Four years into Russia’s full-scale invasion of Ukraine, small, low-cost first-person-view drones and a growing roster of longer-range unmanned systems have become central to frontline fighting, forcing immediate tactical changes and raising battlefield lethality. The shift is measurable: “this past January, there were 3,000 verified FPV drone strikes in Ukraine, although the actual figures might be higher,” The Economist reported via Ploughshares.

The cost asymmetry is stark and reshaping decisions at squad and brigade level. Prices reported across analysts range from roughly $300 to under $500 per unit. “A simple FPV drone can cost as little as $400 dollars,” The Economist said. The Dignitas Fund added that “even a small drone costing only $300 can destroy a tank or other military vehicle that costs 3 million USD or more.” Military analysts and battlefield videos underline the disparity: Business Insider documented “a video emerged of first-person-view (FPV) drones slamming into what appeared to be a Russian T-90M, an advanced Russian tank worth as much as $4.5 million by some estimates, significantly more than the price of the drones, likely only a few hundred dollars apiece.”

Technically, the platforms are simple adaptations of hobby racing craft into improvised loitering munitions. Business Insider described them as “basically amateur loitering munitions, and they can pack a punch,” noting that many “have five- to nine-inch frames and carry a payload weighing between 0.5 and three kilograms.” Operators fit makeshift warheads ranging from shaped charges to rocket-propelled grenades, turning commercially available parts into battlefield effects.

AI-generated illustration
AI-generated illustration

Operators and organizers have developed a resilient production and training ecosystem inside Ukraine. Ploughshares noted Ukraine “began producing its own” drones and modifying commercial models to meet combat needs. The Dignitas Fund says it “recognized the initiative of FPV drone technology at the beginning of 2023 and relentlessly popularized these types of drones,” running a training program called “Victory Drones” and holding “5 big showcase events in Ukraine called ‘Demo Days’” to boost small-scale manufacturing.

The operational model favors dispersed, low-profile teams. The Atlantic Council observed that “by far the most prevalent type of drone on the Ukrainian battlefield is the First Person View (FPV) drone, a type that our company sells in Ukraine and elsewhere,” and that FPV pilots “typically serve in specialized teams located around two to five kilometers away from the front line.” The council added that since control is remote, “only the antenna transmitting between the drone and operator needs to be exposed. The remaining equipment and the team can conduct their operations from the safety of a bunker or basement.”

Data visualization chart
Data Visualisation

Adversaries have adapted quickly. Defenceukraine called FPVs “a great strategic 'levelling' agent in this conflict” but warned of new Russian innovations, notably “Fibre-Optic Drones: This has been Russia's most significant innovation in the FPV domain.” Those systems, the analysis claims, unspool a fiber-optic tether to evade radio-frequency jamming and direction-finding.

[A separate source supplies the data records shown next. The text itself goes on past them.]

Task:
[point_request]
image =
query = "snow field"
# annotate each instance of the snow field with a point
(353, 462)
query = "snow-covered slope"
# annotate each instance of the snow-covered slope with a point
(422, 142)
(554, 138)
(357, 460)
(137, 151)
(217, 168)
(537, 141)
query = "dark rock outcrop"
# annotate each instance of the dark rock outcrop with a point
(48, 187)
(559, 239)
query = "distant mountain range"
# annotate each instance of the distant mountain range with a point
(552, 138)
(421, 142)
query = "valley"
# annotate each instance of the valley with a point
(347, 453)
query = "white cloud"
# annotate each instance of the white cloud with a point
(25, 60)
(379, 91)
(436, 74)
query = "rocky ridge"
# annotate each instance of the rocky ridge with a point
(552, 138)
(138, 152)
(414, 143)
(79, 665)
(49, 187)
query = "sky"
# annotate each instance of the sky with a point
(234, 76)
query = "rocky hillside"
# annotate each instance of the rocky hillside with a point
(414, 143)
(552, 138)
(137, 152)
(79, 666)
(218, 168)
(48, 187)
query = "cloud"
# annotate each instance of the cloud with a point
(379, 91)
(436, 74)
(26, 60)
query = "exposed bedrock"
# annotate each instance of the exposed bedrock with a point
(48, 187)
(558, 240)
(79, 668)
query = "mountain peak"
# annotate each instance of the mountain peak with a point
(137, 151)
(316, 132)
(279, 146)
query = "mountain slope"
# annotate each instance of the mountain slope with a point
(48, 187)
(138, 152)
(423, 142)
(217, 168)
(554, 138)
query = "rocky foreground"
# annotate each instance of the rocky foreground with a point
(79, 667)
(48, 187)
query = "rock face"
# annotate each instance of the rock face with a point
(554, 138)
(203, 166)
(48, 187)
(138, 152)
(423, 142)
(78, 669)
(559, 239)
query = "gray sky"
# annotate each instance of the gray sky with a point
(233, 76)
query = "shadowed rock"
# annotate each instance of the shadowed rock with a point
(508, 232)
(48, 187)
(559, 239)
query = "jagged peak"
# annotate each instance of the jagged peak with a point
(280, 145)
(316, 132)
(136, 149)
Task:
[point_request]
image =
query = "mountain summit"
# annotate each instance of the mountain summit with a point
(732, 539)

The result is a battlefield where small-unit attrition, constant aerial threat and improvised manufacturing matter as much as traditional armored formations. Ploughshares urged that as these systems proliferate, Ukraine “take the lead in establishing and enforcing clear policies and oversight on deploying increasingly autonomous drone systems in line with international humanitarian law and human rights law.” Other states watching Kyiv’s experiment may follow, making the lessons learned in Ukraine consequential far beyond its borders.